© Masson, Paris, 2004
Arch. mal. prof., 2004, 65, n° 2-3, 272-283
Jeudi 10 juin après-midi
Sommeil, vigilance et travail Responsables : D. LÉGER (Paris), P. PHILIP (Bordeaux)
TEXTES DES EXPERTS Troubles du sommeil et santé au travail. Approche épidémiologique D. LÉGER, E. PRÉVOT, A. METLAINE Consultation de pathologie professionnelle et Centre du sommeil de l’Hôtel Dieu de Paris.

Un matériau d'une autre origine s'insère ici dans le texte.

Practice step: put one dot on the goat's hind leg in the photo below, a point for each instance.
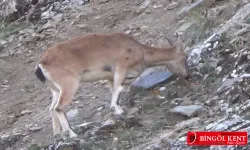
(55, 120)
(67, 87)
(119, 78)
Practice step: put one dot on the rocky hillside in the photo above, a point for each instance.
(216, 98)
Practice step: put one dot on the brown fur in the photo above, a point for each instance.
(94, 57)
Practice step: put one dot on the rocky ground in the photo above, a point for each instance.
(215, 98)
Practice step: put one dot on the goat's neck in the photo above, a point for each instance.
(157, 56)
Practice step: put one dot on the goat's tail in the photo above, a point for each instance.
(39, 74)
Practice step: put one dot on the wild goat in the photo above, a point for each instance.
(93, 57)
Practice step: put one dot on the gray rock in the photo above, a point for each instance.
(72, 113)
(143, 7)
(24, 112)
(200, 3)
(188, 123)
(189, 111)
(35, 129)
(173, 5)
(9, 140)
(149, 80)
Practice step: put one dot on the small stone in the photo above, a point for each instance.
(128, 32)
(189, 111)
(132, 111)
(106, 126)
(236, 109)
(1, 48)
(11, 52)
(35, 129)
(230, 110)
(143, 27)
(162, 89)
(173, 5)
(187, 123)
(24, 112)
(72, 113)
(100, 108)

Les liens entre sommeil et travail sont évidents. Les journées de semaine conjuguent traditionnellement 8 heures de travail, 8 heures de sommeil et 8 heures de « temps libre », se résumant souvent au trop fameux « métro-boulot-dodo ». Les conditions de travail agissent de manière démontrée sur le sommeil par des facteurs physiques (bruit, température, lumière), psychologiques (stress, charge de travail, relations interpersonnelles), organisationnelles (travail de nuit, travail posté). Inversement de la qualité du sommeil, dépend la qualité de vie au travail et le risque d’accidents du travail ou d’erreurs médicales. Il est donc naturel que la plainte de mauvais sommeil soit fréquente en médecine du travail : les enquêtes rapportent que 20 à 70 % de salariés se plaignent de mauvais sommeil au cours des visites de médecine du travail. Pourtant, le sommeil est peu pris en charge dans le milieu de travail. Il reste du domaine privé, même si un nombre non négligeable d’entreprises organisent le sommeil de leurs employés (gardes, déplacements, logements collectifs). Dans la plupart des cas, on l’ignore et on se contente de réprouver les épisodes de sommeil survenant à des moments inappropriés pendant la journée. Certains troubles du sommeil concernent pourtant spécifiquement le travail : − soit parce que leurs conséquences sont non négligeables pour l’aptitude au travail (hypersomnies) ou sur la qualité de vie au travail (insomnie), − soit parce qu’ils résultent des conditions de travail : travail posté, décalage horaire, charge physique ou mentale de travail. Pour le praticien, cette relation entre travail et sommeil revêt une importance particulière. Il est en effet important de considérer les implications sur le travail d’une pathologie du sommeil, car elle peut en faire la gravité.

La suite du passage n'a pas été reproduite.